Fine.  I’ll slouch through life & the works & days
& the minute hands grow so small as a mandarin
orange peel in a bag of tobacco.  If I can out-gland
the tick-tock of the welt rolling out my forearm
& the world boiling eely gargoyles in my blood.
It’s a German joke.  Someone is wearing…Ha!
La Coste.  History is an oven always going out
but you can turn the dials.
(from “XVIII”)

The poem’s final simile is as clever as poets often make them. Mubarak ends in memory of the “papasan” where the silly string canister (grenade) landed in poem “I.” A child appropriates toys as stand-ins for imaginary weapons. In “I,” “papasan” is “papazan,” but in the final poem, “B,” the Z is replaced with an S. A game of Tetris cannot be played indefinitely because eventually the algorithm will begin a sequence of S’s and Z’s. If a player receives a large sequence of alternating S and Z Tetriminos, the naïve gravity used by the standard game eventually forces the player to leave a hole in a corner.


PLEA:  If anyone might be tempted to expose the real person behind the aforementioned names––which in each case should not be difficult––I would ask for restraint from doing so, for reasons that may not be clear.

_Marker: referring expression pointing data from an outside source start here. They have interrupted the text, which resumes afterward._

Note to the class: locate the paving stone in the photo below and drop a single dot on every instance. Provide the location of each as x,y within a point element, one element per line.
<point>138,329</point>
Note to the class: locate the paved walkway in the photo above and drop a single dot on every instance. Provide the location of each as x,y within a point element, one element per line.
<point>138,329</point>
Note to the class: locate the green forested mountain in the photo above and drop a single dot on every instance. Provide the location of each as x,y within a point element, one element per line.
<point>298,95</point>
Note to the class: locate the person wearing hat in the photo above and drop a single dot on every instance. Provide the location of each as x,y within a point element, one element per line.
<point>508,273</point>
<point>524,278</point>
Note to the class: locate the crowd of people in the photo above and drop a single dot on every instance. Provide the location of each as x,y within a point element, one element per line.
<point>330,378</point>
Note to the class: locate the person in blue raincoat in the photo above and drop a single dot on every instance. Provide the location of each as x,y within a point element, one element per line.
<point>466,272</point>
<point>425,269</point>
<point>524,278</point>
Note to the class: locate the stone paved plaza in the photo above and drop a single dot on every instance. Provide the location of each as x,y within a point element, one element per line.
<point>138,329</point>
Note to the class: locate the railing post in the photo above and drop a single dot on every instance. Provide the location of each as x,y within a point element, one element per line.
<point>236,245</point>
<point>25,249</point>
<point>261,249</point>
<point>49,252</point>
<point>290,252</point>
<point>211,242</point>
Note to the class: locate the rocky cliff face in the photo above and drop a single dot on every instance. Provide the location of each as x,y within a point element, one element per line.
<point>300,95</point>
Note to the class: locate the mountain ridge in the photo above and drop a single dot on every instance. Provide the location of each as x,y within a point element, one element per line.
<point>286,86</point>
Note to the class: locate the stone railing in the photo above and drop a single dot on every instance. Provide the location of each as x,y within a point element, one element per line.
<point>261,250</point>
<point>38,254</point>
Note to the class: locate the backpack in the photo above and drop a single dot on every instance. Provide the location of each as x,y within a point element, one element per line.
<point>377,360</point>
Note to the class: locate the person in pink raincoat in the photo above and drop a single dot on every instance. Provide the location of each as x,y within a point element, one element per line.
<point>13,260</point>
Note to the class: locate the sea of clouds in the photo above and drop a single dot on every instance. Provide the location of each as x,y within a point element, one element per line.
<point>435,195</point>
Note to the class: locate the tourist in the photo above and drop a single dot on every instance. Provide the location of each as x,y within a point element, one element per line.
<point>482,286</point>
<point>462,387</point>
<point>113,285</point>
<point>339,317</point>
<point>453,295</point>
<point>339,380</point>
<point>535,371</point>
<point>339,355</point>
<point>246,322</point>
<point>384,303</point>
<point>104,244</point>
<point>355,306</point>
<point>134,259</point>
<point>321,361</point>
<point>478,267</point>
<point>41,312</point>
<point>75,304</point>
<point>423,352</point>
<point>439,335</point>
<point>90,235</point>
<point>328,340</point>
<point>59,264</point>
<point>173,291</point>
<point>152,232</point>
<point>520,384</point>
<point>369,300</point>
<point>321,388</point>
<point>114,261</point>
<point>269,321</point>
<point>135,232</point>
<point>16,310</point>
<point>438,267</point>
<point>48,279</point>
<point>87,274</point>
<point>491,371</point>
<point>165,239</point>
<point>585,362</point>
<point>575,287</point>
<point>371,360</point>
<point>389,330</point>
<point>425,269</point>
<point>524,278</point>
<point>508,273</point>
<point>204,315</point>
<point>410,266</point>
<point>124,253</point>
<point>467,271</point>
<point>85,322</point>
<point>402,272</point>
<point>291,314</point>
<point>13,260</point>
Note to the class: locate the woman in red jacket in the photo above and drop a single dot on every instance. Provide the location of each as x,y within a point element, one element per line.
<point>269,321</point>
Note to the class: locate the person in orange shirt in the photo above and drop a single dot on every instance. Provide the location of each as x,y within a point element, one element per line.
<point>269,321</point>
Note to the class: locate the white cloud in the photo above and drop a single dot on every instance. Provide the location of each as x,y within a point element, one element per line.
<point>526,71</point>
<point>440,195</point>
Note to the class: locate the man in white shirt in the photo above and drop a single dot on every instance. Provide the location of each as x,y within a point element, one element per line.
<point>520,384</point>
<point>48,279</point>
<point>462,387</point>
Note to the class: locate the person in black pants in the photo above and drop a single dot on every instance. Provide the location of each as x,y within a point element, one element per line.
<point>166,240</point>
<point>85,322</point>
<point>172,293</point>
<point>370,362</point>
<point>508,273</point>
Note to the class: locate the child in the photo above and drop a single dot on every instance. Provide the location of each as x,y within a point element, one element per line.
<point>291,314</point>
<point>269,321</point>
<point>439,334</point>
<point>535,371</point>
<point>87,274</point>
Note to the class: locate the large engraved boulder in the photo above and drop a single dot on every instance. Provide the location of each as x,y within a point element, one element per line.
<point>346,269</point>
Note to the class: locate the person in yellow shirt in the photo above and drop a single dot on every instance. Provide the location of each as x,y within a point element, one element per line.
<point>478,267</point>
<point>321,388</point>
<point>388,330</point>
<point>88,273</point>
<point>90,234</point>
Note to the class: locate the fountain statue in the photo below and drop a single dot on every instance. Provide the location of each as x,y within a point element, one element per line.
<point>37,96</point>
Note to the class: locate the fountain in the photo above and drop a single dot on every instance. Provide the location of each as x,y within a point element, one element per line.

I began concluding this review claiming I didn’t know Joseph’s motive, but now I think I do. Jared Harvey hates poetry. Yet his acumen suggests something more than an anti-stance, almost the opposite, because I assume his poetics could only have been picked up from reading, and loving, other poetry. That assumption may be true, but Harvey is a poet because what else is he going to do. What I really do not know is whether he is aware of the effect his work/art (workout) has on his audience. He might, but I don’t think he cares what its effect is, whether the purest art waives its motive or if it is reliant upon it to transcend itself, even if the intentionality is a latent one. A clock may be its cogs, et al., but one tells the time by looking at its face.


1 “(forgive me)”
2 see also: (from poem “#5”) “Good god just let this one be / Enjambed. Like a poem”
3 Why not, the second stanza in poem “XVII” is an inexplicable tercet.